Without facts, this is a pointless question.
Let's start with the following:
1. What is/was the relationship between the trustor/grantor, the trustee who resigned, and the beneficiaries?
2. Was the trustee who resigned the original trustee?
3. To whom did the resigned trustee send the resignation letter?
4. What does the trust say happens upon the resignation of a trustee?
5. What did the recipient(s) of the resignation letter do upon receiving the letter?
6. Following resignation, did the resigned trustee turn over control of all trust assets to the successor trustee (or someone else)?
7. If the answer to question #6 is no, did the successor trustee take action against the resigned trustee for failing to turn over the assets?

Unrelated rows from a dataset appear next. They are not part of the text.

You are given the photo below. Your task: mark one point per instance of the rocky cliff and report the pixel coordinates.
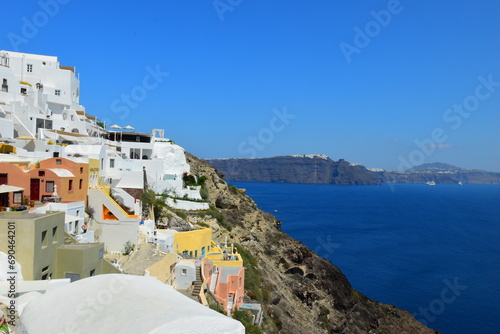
(294, 169)
(300, 291)
(321, 169)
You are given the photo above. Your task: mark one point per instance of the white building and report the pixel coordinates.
(41, 115)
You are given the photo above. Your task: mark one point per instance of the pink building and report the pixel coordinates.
(226, 283)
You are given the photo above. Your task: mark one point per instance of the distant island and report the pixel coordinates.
(318, 168)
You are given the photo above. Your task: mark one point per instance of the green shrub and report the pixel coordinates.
(204, 192)
(253, 277)
(234, 190)
(245, 317)
(128, 248)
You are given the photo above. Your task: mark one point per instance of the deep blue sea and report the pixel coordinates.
(431, 250)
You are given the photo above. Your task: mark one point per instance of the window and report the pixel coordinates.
(49, 186)
(18, 197)
(54, 235)
(44, 239)
(5, 86)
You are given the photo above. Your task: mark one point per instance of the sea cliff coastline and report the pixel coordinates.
(300, 291)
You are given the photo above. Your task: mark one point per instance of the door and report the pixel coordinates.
(35, 189)
(73, 277)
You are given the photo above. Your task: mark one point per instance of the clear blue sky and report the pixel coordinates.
(366, 99)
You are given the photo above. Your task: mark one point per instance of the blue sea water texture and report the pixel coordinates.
(431, 250)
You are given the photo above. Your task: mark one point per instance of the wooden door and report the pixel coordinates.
(35, 189)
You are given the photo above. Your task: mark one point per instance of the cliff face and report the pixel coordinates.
(300, 292)
(321, 169)
(294, 169)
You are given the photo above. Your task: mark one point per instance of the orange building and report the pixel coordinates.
(68, 178)
(228, 285)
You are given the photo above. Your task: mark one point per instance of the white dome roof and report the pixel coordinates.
(121, 304)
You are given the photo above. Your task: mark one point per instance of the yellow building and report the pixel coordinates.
(44, 250)
(224, 256)
(164, 269)
(194, 244)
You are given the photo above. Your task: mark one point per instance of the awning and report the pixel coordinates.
(65, 133)
(4, 188)
(61, 172)
(25, 137)
(70, 218)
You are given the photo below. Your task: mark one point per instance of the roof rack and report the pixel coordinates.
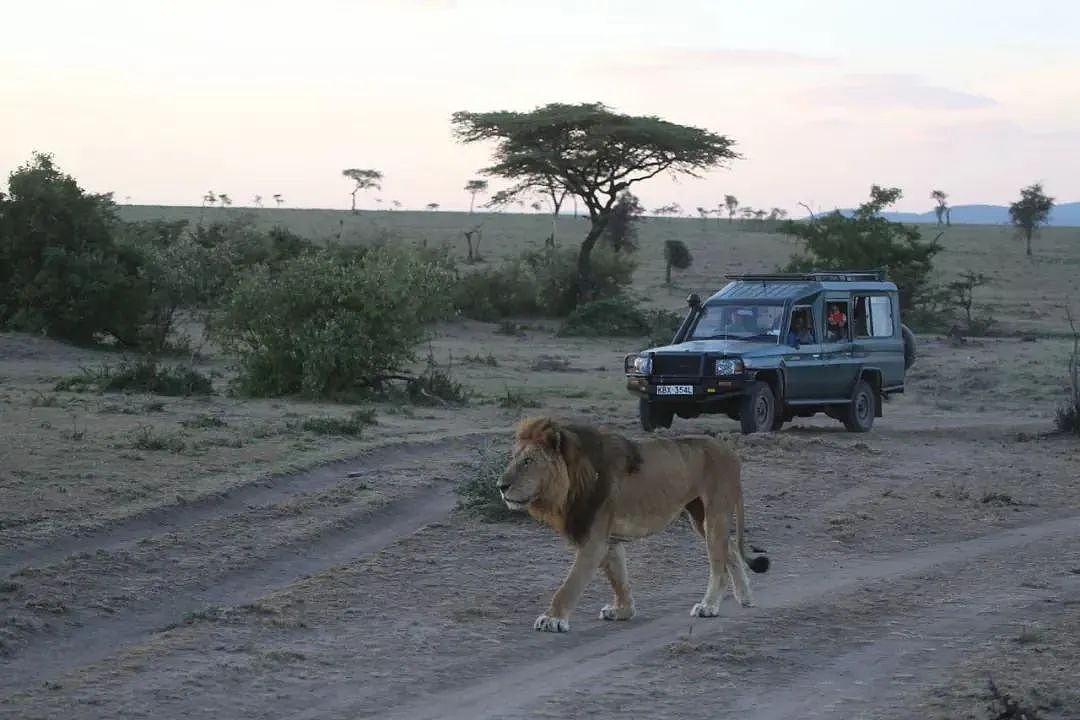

8. In what ways has the resigned trustee "continue[d] to administer the trust," and what decisions has he/she made concerning the trust?
9. Has this continued administration occurred regularly over the entire 20-year period since resignation or is it something that he/she has only started doing recently? If the former, what action, if any, has the successor trustee taken to address this action?
10. What is your connection to the trust and the persons involved with the trust?
There have been no actions taken by beneficiaries regarding the trustee's continued administration
Why have they failed to take any action?
legal documents exist that define the trustee's powers after resignation.
Obviously, the trust instrument should address this. Any other documents? Most importantly, why would a trustee who has resigned have any continuing powers after resignation? I review multiple trust instruments every week and have never seen one in which a resigned trustee retains any authority (other than in connection with turning over assets to the successor trustee).